I'm trying to compute the 2 major principal components from a dataset in C++ with Eigen.
The way I do it at the moment is to normalize the data between [0, 1]
and then center the mean. After that I compute the covariance matrix and run an eigenvalue decomposition on it. I know SVD is faster, but I'm confused about the computed components.
Here is the major code about how I do it (where traindata
is my MxN sized input matrix):
Eigen::VectorXf normalize(Eigen::VectorXf vec) {
for (int i = 0; i < vec.size(); i++) { // normalize each feature.
vec[i] = (vec[i] - minCoeffs[i]) / scalingFactors[i];
}
return vec;
}
// Calculate normalization coefficients (globals of type Eigen::VectorXf).
maxCoeffs = traindata.colwise().maxCoeff();
minCoeffs = traindata.colwise().minCoeff();
scalingFactors = maxCoeffs - minCoeffs;
// For each datapoint.
for (int i = 0; i < traindata.rows(); i++) { // Normalize each datapoint.
traindata.row(i) = normalize(traindata.row(i));
}
// Mean centering data.
Eigen::VectorXf featureMeans = traindata.colwise().mean();
Eigen::MatrixXf centered = traindata.rowwise() - featureMeans;
// Compute the covariance matrix.
Eigen::MatrixXf cov = centered.adjoint() * centered;
cov = cov / (traindata.rows() - 1);
Eigen::SelfAdjointEigenSolver<Eigen::MatrixXf> eig(cov);
// Normalize eigenvalues to make them represent percentages.
Eigen::VectorXf normalizedEigenValues = eig.eigenvalues() / eig.eigenvalues().sum();
// Get the two major eigenvectors and omit the others.
Eigen::MatrixXf evecs = eig.eigenvectors();
Eigen::MatrixXf pcaTransform = evecs.rightCols(2);
// Map the dataset in the new two dimensional space.
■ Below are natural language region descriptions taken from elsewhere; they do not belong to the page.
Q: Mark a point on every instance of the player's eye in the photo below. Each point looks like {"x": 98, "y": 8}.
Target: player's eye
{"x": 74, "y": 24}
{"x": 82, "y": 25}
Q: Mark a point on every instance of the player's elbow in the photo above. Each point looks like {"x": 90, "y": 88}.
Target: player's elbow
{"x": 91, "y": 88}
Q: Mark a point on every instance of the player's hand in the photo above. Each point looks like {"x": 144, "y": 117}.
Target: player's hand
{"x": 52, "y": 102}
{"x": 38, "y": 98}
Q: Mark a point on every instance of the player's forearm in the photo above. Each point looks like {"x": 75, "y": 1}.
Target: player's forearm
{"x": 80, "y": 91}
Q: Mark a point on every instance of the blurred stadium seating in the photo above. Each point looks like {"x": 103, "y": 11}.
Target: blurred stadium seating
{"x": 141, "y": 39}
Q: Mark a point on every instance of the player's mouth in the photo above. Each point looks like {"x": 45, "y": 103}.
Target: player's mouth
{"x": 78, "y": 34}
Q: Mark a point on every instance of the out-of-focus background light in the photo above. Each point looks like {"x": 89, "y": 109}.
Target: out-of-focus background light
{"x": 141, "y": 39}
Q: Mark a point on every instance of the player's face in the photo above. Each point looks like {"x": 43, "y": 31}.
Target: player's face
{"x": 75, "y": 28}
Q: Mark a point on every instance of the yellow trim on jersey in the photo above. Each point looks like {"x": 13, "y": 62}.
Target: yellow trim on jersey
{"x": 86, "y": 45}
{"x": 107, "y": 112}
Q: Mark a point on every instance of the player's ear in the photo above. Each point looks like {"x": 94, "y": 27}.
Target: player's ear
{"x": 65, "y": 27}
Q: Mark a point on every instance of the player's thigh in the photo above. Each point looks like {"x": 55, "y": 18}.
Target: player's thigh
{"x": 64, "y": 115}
traindata = traindata * pcaTransform;
The result of this code is something like this:
To confirm my results, I tried the same with WEKA. So what I did is to use the normalize and the center filter, in this order. Then the principal component filter and save + plot the output. The result is this:
Technically I should have done the same, however the outcome is so different. Can anyone see if I made a mistake?